POLAJABAR.COM - Sebuah insiden yang cukup menyita perhatian terjadi di kawasan Taman Nasional Gunung Gede Pangrango baru-baru ini, melibatkan evakuasi seorang pendaki dengan kondisi fisik yang memerlukan penanganan khusus. Kejadian ini menjadi sorotan setelah video proses penyelamatannya tersebar luas di berbagai platform media sosial.

Peristiwa ini bermula ketika seorang pendaki dilaporkan mengalami kendala fisik serius saat berada di jalur pendakian yang menantang tersebut. Pendaki yang menjadi pusat perhatian ini memiliki bobot tubuh mencapai 145 kilogram, yang secara signifikan memengaruhi kompleksitas proses evakuasi.

Penyebab utama evakuasi darurat ini adalah karena pendaki tersebut mengalami cedera otot berupa keram kaki saat sedang melakukan pendakian. Kondisi ini membuat pendaki tidak mampu melanjutkan perjalanan turun secara mandiri dari ketinggian tersebut.

Proses evakuasi dilaporkan berjalan sangat dramatis dan memakan durasi waktu yang cukup panjang. Hal ini disebabkan oleh beberapa faktor, terutama berat badan pendaki yang menjadi tantangan utama bagi para petugas penyelamat di lapangan.

Pendaki yang menjadi subjek penyelamatan ini diketahui berasal dari wilayah Bekasi. Identitasnya diidentifikasi oleh tim relawan sebagai Roby, yang harus dievakuasi dalam kondisi tidak berdaya akibat kram.

Dalam rekaman video yang beredar, terlihat jelas bagaimana relawan dan rekan-rekan pendaki lainnya bahu-membahu dalam upaya penyelamatan tersebut.
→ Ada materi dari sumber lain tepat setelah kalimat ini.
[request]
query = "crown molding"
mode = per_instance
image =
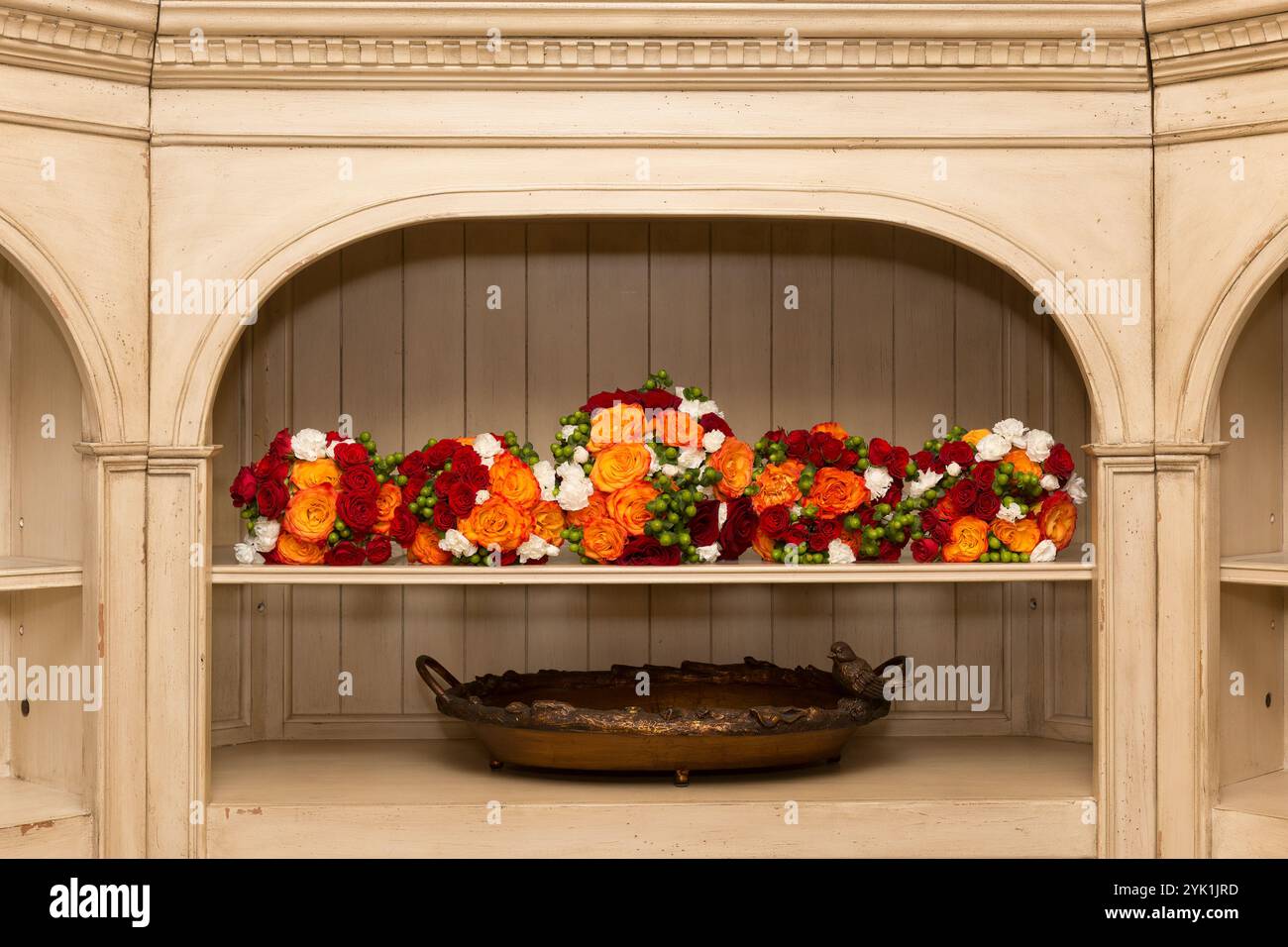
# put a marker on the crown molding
(651, 44)
(104, 39)
(1207, 50)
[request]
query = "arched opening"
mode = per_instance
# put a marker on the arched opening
(44, 659)
(890, 328)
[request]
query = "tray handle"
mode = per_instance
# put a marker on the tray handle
(424, 665)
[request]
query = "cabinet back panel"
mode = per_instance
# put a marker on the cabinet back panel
(784, 322)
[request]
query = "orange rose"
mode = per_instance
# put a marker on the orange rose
(310, 474)
(829, 428)
(424, 548)
(967, 540)
(1019, 536)
(618, 466)
(1021, 463)
(1057, 518)
(734, 462)
(387, 501)
(296, 552)
(677, 428)
(603, 540)
(548, 522)
(497, 522)
(836, 492)
(629, 506)
(310, 513)
(616, 424)
(513, 479)
(777, 484)
(592, 510)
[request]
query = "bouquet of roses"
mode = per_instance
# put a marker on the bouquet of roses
(825, 496)
(653, 476)
(477, 501)
(317, 499)
(1003, 495)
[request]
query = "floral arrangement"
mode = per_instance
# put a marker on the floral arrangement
(482, 500)
(653, 476)
(317, 499)
(1009, 493)
(827, 496)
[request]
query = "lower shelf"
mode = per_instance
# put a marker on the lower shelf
(43, 822)
(1250, 818)
(928, 796)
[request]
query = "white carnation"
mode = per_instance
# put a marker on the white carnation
(246, 554)
(879, 480)
(308, 445)
(1010, 512)
(838, 553)
(992, 447)
(1013, 431)
(1038, 446)
(456, 544)
(1077, 488)
(1043, 552)
(266, 535)
(545, 474)
(536, 548)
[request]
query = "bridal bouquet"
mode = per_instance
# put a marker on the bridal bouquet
(653, 476)
(477, 501)
(1008, 493)
(316, 499)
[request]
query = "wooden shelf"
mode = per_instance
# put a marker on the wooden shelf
(743, 573)
(1257, 569)
(20, 574)
(43, 822)
(945, 796)
(1250, 818)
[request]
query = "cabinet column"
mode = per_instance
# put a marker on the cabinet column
(178, 693)
(1125, 652)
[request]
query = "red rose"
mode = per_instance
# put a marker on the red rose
(441, 453)
(346, 554)
(739, 528)
(1059, 463)
(879, 451)
(823, 532)
(443, 518)
(270, 497)
(713, 421)
(357, 510)
(704, 525)
(645, 551)
(244, 487)
(798, 445)
(962, 495)
(462, 499)
(987, 505)
(984, 474)
(360, 479)
(281, 446)
(774, 521)
(402, 527)
(378, 549)
(351, 455)
(957, 453)
(925, 551)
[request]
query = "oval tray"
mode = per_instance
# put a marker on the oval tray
(696, 716)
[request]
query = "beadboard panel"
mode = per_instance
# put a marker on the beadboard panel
(40, 517)
(1253, 736)
(889, 329)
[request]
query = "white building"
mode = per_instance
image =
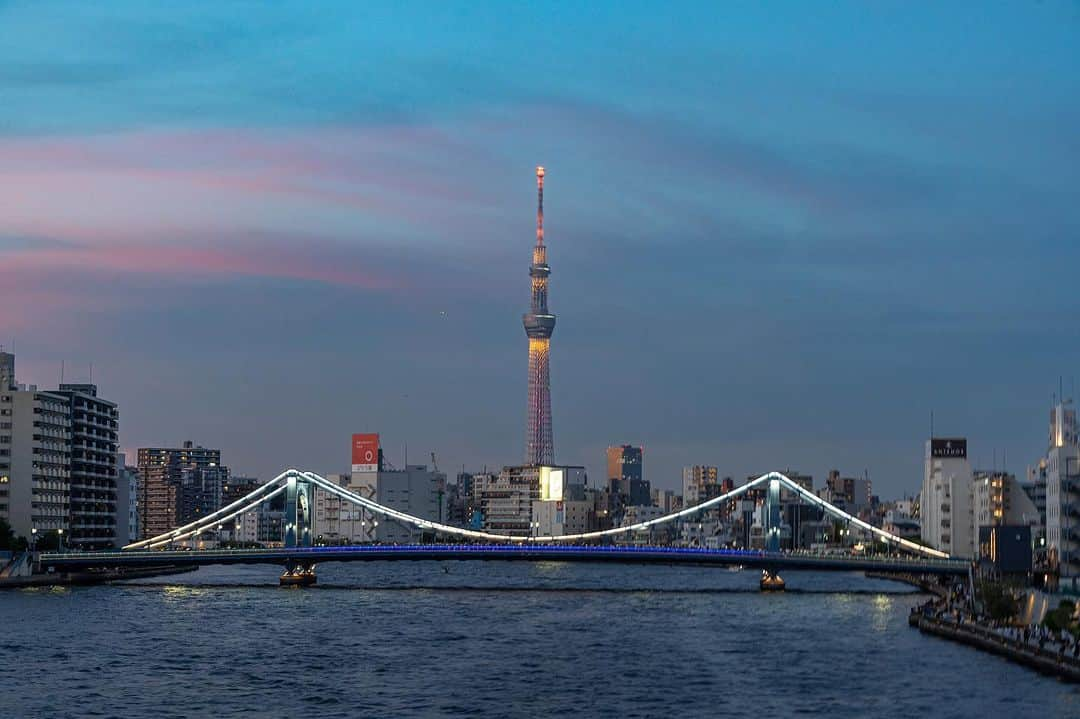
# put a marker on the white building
(505, 500)
(694, 480)
(945, 511)
(1061, 469)
(126, 502)
(998, 499)
(556, 517)
(414, 490)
Salah satu metode yang digunakan adalah dengan menggendong Roby menggunakan bantuan sarung yang dimodifikasi sebagai alat bantu angkut.

"Tampak para relawan dan rekannya memegangi pendaki tersebut agar tidak terjatuh saat proses evakuasi berlangsung," deskripsi visual yang memperlihatkan kerja sama tim dalam menjaga keamanan Roby selama penurunan.
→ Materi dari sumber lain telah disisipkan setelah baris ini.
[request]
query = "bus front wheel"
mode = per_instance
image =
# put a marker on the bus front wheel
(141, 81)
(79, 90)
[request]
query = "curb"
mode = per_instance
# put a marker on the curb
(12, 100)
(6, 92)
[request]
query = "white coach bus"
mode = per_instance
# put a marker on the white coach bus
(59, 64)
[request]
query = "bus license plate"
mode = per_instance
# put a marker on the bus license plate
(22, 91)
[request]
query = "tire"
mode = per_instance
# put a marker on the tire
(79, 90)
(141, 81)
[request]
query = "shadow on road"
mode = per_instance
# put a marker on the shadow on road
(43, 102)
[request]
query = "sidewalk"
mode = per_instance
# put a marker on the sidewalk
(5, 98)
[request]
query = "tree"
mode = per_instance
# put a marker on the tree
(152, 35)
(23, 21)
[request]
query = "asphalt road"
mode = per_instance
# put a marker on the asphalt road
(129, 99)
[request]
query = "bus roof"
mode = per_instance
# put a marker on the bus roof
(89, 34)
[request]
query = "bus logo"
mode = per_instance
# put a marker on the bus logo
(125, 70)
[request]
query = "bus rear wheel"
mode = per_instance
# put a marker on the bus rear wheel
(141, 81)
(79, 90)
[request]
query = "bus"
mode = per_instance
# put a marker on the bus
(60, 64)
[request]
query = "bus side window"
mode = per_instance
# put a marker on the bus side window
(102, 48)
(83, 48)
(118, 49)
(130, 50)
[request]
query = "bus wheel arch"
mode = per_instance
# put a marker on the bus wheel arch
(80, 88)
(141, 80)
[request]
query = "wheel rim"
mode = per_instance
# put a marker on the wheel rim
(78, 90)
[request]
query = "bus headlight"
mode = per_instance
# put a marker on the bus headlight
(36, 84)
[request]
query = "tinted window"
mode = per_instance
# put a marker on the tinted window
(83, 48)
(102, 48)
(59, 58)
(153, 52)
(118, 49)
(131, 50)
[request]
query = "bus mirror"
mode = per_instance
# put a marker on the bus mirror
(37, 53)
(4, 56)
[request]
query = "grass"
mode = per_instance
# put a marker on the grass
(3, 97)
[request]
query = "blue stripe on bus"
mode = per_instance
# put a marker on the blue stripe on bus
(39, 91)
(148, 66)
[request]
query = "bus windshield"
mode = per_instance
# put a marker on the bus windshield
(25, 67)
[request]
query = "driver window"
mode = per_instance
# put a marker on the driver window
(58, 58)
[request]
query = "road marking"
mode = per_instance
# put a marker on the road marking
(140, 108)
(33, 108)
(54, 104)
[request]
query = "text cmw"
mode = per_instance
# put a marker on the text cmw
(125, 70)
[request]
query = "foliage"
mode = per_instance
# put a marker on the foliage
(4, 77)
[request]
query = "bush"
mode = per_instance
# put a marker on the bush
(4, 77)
Selain metode digendong, video lain menunjukkan adaptasi alat yang lebih terstruktur untuk menandu pendaki bertubuh besar tersebut. Pendaki tersebut ditandu menggunakan sarung yang kemudian diikatkan pada dua bilah kayu yang berfungsi sebagai tandu darurat.

Metode penanganan seperti ini menunjukkan improvisasi tinggi dari tim SAR dan relawan di lapangan dalam menghadapi situasi tak terduga di medan pegunungan. Upaya ini bertujuan untuk memastikan keselamatan pendaki hingga mencapai titik aman yang lebih mudah dijangkau.